# Welcome to Auctus Search! 🎉

If you’re familiar with the basics of Auctus Search and want to take your skills further, you’re in the right place! In this notebook, we’ll explore **advanced search techniques** using the `page` and `size` parameters in the `search_datasets` method. We’ll cover two key use cases:

- **Retrieve many datasets at once** without pagination.
- **Use pagination** for faster retrieval and better control.

Let’s dive in and discover how to fine-tune your dataset searches and visualise the results! 🚕

---

## 🎯 **Goal**

In this notebook, you’ll learn:
- How to use the `page` and `size` parameters in `search_datasets()`.
- Two approaches: retrieving a large number of datasets at once or using pagination for efficiency.
- When to choose each approach based on your needs.

---

**Ready to level up?** Let’s get started!

## Step 1: Import the Library

We start by importing the `AuctusSearch` class, which provides the functionality to interact with the Auctus API.

In [1]:
from auctus_search import AuctusSearch

## Step 2: Initialise AuctusSearch

Next, we create an instance of `AuctusSearch` to perform searches and manage datasets.

In [2]:
search = AuctusSearch()

## Step 3: Understanding `page` and `size` in `search_datasets`

When searching for datasets, the `search_datasets` method allows you to control how many results are returned and how they are paginated using two key parameters:

- **`size`**: The number of datasets to retrieve per page.
- **`page`**: The page number to retrieve (starting from 1).

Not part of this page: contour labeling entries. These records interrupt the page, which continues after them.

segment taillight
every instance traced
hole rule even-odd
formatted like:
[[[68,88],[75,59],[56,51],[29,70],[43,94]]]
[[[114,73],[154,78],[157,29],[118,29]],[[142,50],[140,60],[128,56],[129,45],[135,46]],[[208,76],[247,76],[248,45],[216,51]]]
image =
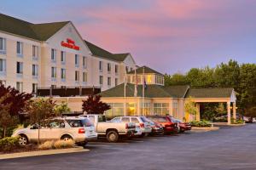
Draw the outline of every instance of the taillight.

By adjusting these parameters, you can choose between two main approaches:

- **Approach 1: Retrieve a large number of datasets at once**:
  - Set a high `size` (e.g., 50 or 100) and `page=1` to get many datasets in a single request.
  - **Pros**: Fewer API calls, simpler to implement.
  - **Cons**: Slower response times for very large `size`, and you might get more data than needed so good luck on the scroll :)

- **Approach 2: Use pagination for faster retrieval**:
  - Set a smaller `size` (e.g., 10) and use multiple `page` values to retrieve datasets in chunks.
  - **Pros**: Faster individual requests, better for browsing or when you don’t need all results at once.
  - **Cons**: Requires multiple API calls if you need many datasets.

Let’s explore both approaches with examples.

### Approach 1: Retrieve Many Datasets at Once

In this approach, we set a large `size` to retrieve many datasets in one go. This is useful when you want to see a broad range of results without worrying about pagination.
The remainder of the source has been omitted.